Background: Good breastfeeding practice is essential in preventing malnutrition in children. The deuterium method is the best technique for assessing human breast milk output. We investigated whether deuterium doses < 30 g can be used to assess human breast milk using saliva and the new Agilent 4500S for Fourier transform infrared spectroscopy (FTIR). Methods: In a cross-sectional study, the breastmilk output of lactating mothers was evaluated using four different doses of deuterium in the Miti-Murhesa Health Zone (Democratic Republic of Congo). Lactating mothers of infants aged 3-23 months were recruited and assigned to a dosage group. Weight, height, and mid-upper arm circumference were measured and the body mass index calculated as weight/height2. Body composition (fat mass, free fat mass, total body water, and breastmilk output) was assessed using standard deuterium dilution methods. One-way ANOVA was used to compare the means in different groups and the chi² test to compare proportions.

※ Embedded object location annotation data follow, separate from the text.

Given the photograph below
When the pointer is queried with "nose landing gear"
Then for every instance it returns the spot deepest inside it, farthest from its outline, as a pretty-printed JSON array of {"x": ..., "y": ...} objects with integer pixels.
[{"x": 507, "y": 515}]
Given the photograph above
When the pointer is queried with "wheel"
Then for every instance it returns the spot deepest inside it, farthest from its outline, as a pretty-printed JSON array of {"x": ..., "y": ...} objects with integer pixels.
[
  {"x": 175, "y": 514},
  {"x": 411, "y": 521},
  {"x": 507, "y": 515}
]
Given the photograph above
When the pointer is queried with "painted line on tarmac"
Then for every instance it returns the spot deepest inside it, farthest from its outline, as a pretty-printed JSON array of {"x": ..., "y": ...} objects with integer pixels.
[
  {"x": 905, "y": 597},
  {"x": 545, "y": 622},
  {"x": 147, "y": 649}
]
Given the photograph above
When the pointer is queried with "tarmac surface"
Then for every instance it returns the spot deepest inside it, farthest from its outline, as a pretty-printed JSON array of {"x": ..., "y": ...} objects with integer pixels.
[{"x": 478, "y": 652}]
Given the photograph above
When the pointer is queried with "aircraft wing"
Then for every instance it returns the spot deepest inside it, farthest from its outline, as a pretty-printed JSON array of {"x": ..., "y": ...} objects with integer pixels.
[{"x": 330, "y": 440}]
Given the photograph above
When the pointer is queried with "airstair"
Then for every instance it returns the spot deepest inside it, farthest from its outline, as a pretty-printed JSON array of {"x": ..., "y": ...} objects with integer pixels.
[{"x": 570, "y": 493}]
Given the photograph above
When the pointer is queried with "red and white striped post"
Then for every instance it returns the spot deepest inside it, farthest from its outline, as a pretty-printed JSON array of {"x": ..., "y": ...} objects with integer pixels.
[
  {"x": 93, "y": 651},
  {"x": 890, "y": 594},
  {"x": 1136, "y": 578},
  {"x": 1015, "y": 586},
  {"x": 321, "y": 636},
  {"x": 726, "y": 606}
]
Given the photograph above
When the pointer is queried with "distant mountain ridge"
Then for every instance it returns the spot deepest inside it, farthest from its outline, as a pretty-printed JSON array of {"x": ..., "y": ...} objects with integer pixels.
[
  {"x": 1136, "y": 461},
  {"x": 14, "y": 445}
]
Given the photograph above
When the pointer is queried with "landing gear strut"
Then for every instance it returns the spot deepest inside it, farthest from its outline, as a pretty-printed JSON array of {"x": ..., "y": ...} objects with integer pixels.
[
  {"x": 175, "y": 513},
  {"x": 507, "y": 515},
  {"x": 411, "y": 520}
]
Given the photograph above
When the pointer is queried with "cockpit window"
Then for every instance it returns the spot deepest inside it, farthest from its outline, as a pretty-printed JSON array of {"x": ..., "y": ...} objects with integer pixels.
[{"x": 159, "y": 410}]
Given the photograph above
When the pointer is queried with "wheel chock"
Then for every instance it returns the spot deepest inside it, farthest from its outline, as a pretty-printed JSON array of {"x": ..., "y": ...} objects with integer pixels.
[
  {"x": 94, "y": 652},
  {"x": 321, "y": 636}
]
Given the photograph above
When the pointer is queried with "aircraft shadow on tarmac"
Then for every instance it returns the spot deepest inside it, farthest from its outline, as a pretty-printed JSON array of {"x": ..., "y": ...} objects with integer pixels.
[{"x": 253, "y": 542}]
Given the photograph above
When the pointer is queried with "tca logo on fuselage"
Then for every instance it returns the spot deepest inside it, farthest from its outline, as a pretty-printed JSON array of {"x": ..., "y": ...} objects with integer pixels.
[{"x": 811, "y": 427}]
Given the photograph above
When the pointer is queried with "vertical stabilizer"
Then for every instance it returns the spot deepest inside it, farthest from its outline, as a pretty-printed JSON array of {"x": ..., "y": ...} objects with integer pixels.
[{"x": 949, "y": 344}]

Results: Seventy-five lactating mothers were included in the study: 19 received 6 g, 20 received 10 g, 18 received 15 g, and 18 received 20 g deuterium. The mean ± standard deviation infant age was 10.6 ± 5.2, 11.1 ± 4.4, 10.9 ± 4.4, and 11.0 ± 3.9 months, respectively (p=0.076). We found no difference in the age and anthropometric parameters of the lactating mothers in the different groups. The mean ± standard deviation breast milk output rate was 796.6 ± 292.4, 260.8± 23.2, 749.8 ± 244.2, and 733.6 ± 207.1 g/d in the 6 g, 10 g, 15 g, and 20 g groups, respectively (p=0.883). Conclusions: The different doses of deuterium administered to lactating mothers resulted in similar breast milk output values. Thus, it is possible to evaluate human breast milk with deuterium doses <30 g when using the Agilent 4500S.